What should I do if I installed a suspicious app on my phone?
Uninstall the app immediately, revoke its permissions, change passwords for any accounts accessed on the device, and run a malware scan.
Last reviewed: 10 June 2026
Explanation
A suspicious app may do nothing harmful, or it may be silently logging keystrokes, forwarding messages, recording your screen, or acting as a remote-access backdoor. Since you cannot easily tell which is true from the outside, the safest course is to act as though compromise has occurred and clean up accordingly.
First, uninstall the app. On Android, go to Settings > Apps and force-stop it before uninstalling, to prevent it from running cleanup routines. On iPhone, delete it from the home screen or via Settings > General > iPhone Storage. After removal, check app permissions — sometimes poorly coded apps leave behind configuration files, though this is uncommon on managed mobile operating systems.
Change passwords for any accounts you accessed while the app was installed, starting with your email and banking apps.
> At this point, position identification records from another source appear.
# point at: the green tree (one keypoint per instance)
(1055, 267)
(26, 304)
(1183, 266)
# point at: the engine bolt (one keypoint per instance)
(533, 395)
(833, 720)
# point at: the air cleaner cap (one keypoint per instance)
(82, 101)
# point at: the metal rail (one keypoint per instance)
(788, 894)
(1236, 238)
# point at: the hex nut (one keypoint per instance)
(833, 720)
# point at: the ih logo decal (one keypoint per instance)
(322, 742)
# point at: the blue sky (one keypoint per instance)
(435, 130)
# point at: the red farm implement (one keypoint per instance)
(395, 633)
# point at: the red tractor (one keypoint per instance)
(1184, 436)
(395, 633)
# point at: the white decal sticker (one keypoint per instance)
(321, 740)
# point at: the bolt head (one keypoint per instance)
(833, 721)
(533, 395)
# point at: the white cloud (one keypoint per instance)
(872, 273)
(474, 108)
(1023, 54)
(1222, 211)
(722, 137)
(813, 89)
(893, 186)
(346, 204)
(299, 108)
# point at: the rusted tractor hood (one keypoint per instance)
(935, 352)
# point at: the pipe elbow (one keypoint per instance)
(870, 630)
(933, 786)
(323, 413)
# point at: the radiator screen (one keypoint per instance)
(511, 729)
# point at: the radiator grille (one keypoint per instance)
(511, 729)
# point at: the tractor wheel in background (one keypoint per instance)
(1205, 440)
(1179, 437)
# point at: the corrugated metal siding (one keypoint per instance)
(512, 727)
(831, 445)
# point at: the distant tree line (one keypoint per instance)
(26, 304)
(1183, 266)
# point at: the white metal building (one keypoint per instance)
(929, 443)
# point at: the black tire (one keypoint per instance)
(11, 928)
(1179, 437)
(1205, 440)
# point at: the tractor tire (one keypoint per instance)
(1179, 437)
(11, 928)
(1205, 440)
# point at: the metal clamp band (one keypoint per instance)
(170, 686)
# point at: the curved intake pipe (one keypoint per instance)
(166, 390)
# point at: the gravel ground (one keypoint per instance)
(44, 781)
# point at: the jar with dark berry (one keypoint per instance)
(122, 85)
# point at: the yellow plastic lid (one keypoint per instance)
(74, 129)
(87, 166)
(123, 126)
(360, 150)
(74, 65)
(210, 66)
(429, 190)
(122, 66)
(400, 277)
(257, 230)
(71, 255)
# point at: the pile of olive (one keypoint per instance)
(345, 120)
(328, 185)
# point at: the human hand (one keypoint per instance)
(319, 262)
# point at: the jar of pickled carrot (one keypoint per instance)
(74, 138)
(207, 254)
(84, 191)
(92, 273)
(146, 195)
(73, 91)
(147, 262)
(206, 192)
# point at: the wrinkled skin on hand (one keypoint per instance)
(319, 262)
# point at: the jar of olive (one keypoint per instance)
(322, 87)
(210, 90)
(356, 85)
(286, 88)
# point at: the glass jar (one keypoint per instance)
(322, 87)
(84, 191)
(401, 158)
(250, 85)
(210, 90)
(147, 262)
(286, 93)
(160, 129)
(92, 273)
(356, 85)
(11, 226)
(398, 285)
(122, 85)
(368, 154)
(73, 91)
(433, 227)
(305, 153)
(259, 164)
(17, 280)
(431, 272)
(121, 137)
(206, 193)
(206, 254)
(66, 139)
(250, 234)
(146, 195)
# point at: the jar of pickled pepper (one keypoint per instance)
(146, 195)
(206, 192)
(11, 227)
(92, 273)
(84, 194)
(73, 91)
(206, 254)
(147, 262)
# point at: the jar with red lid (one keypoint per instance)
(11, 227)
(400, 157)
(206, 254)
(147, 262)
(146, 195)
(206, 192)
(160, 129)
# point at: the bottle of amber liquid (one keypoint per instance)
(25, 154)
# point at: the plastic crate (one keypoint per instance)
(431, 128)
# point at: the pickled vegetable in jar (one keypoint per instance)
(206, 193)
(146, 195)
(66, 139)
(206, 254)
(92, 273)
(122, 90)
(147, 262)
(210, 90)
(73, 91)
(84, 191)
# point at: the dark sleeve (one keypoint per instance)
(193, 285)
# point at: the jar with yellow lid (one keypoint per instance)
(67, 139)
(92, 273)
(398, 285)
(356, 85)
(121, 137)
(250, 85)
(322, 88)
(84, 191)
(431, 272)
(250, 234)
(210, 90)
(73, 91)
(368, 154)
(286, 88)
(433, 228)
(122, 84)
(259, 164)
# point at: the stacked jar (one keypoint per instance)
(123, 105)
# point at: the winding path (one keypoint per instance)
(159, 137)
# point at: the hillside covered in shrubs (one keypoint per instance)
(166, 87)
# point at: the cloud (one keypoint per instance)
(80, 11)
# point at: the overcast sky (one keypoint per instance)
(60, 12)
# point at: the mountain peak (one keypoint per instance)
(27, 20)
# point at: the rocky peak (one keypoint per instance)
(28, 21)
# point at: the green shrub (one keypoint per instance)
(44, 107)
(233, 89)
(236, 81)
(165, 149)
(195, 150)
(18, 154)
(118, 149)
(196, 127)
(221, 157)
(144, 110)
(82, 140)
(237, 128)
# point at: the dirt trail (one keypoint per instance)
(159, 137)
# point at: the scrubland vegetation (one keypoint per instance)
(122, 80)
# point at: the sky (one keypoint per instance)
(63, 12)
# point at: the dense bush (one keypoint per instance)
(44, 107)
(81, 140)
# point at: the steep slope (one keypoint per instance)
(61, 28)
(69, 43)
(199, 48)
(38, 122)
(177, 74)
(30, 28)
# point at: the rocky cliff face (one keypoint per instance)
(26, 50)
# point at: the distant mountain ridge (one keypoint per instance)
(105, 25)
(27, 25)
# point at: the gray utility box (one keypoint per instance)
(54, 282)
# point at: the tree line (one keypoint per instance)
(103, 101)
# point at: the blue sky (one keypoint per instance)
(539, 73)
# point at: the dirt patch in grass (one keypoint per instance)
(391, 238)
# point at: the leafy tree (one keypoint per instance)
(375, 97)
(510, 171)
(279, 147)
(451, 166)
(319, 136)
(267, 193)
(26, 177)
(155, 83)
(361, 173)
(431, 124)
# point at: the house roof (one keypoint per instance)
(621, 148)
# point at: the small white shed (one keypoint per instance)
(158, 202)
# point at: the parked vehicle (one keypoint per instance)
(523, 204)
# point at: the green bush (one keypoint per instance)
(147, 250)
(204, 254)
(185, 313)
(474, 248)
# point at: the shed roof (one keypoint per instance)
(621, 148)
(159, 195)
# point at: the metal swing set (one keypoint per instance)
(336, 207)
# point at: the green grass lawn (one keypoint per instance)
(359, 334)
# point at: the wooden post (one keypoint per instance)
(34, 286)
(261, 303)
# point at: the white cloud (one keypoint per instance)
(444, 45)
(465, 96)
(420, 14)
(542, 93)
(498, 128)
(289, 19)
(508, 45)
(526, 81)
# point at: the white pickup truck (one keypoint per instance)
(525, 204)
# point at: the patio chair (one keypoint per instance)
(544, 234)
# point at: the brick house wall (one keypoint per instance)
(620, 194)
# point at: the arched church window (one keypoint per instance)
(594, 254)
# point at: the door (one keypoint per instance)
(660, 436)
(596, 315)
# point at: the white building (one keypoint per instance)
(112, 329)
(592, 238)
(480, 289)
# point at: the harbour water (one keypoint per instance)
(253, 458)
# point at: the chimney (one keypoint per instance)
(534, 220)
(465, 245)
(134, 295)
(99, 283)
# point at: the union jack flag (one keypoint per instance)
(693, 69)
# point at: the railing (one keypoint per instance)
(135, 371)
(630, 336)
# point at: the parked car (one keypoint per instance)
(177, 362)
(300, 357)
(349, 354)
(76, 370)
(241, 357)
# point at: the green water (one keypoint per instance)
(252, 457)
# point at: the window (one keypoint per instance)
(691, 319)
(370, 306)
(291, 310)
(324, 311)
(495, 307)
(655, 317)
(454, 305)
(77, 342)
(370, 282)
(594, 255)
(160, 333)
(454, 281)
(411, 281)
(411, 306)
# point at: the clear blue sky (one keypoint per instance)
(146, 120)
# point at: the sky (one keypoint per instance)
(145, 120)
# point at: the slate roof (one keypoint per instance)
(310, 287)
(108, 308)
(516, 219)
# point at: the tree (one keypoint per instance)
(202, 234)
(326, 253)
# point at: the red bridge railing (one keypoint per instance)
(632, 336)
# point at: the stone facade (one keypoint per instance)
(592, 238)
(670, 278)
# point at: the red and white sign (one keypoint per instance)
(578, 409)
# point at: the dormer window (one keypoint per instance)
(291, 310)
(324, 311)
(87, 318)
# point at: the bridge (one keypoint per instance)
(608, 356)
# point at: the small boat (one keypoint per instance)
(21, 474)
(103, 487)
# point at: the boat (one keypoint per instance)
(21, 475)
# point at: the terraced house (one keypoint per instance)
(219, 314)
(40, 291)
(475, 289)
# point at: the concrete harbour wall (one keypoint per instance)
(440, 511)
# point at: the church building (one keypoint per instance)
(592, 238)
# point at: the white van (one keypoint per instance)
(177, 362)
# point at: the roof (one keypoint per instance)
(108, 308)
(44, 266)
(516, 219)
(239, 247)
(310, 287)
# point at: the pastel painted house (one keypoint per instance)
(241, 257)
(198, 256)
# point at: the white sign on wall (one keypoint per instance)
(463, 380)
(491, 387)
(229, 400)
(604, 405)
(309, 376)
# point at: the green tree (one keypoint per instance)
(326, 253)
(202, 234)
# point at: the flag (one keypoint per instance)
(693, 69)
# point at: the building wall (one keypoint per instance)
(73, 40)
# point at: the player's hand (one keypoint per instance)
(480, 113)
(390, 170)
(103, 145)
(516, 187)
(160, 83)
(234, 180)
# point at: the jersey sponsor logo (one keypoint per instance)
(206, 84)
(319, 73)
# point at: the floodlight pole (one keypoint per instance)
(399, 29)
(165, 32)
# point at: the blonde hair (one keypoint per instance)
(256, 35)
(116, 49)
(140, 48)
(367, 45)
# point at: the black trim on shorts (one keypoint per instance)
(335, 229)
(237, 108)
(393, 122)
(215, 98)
If you entered passwords into any website or app while the suspicious app was on your phone, those passwords should be considered potentially exposed. Enable two-factor authentication on accounts that don't already have it.
Run a reputable mobile security scan. Most major antivirus vendors offer free Android scans; iPhone malware is rarer but tools exist. If you have significant concerns, particularly if the app was installed for a long time or you noticed unusual behaviour, a factory reset is the most thorough option — just make sure you back up only your data (photos, contacts, documents) and not app data that might carry over the infection.
Common red flags
- App asked for permissions that seem unrelated to its stated purpose (e.g., a torch app wanting microphone access)
- You downloaded it from outside the official App Store or Google Play
- Someone sent you a link to download it and asked you to allow installation from unknown sources
- You noticed unusual battery drain, data usage, or device heating after installing it
- The app had very few reviews or a suspicious developer name
- It requested accessibility permissions, which grant very broad device control
What to do now
- Uninstall the app immediately — force-stop it first on Android
- Review and revoke all remaining app permissions in your phone settings
- Change passwords for your email, banking, and social accounts from a different device
- Enable two-factor authentication on accounts that didn't have it
- Run a reputable mobile security scan
- Check your bank and email accounts for any unusual activity
- If the app was installed for weeks or you have serious concerns, consider a factory reset
Frequently asked questions
I installed the app from Google Play — does that mean it's safe?
Not necessarily. Google Play Protect scans apps, but malicious apps occasionally pass initial review before being removed. Unusual permissions and post-install behaviour are still worth investigating.
Can a suspicious app affect my accounts on other devices?
Not directly, but if it captured your passwords or OTPs, the attacker could use those credentials on any device. Changing your passwords from a clean device closes that window.